The revelation was made by Hans Essaadi, the CEO of Nigerian Breweries Plc, during an investor call held in Lagos.
Essaadi attributed the loss to a myriad of economic challenges gripping Nigeria, including the drastic devaluation of the naira and cash scarcity resulting from the nation’s demonetization program.
He explained that the mainstream lager market witnessed a significant decline due to consumers’ inability to afford products like Goldberg after a hard day’s work.
The naira’s depreciation, losing approximately 70% of its value against the dollar since June, has exacerbated inflation to almost 30% in January.
These economic upheavals have placed immense strain on household incomes, especially in a nation where a significant portion of the population lives in extreme poverty.
Despite recording a 9% increase in revenue to 599.6 billion naira, Nigerian Breweries reported a staggering net loss of 106 billion naira for the fiscal year 2023, a stark contrast to the 13.18 billion naira profit from the previous year.

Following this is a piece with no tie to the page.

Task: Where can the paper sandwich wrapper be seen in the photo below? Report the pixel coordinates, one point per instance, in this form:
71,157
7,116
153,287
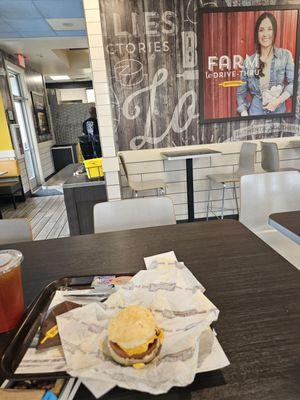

In response to the ongoing challenges, Nigerian Breweries aims to source more raw materials locally to mitigate foreign exchange risks.
The company has also implemented higher product prices effective February 19th to navigate through the turbulent economic landscape.
Despite the bleak financial report, Essaadi affirmed Nigerian Breweries’ commitment to weathering the storm, expressing confidence in the company’s portfolio, processes, and personnel to navigate the challenging market conditions ahead.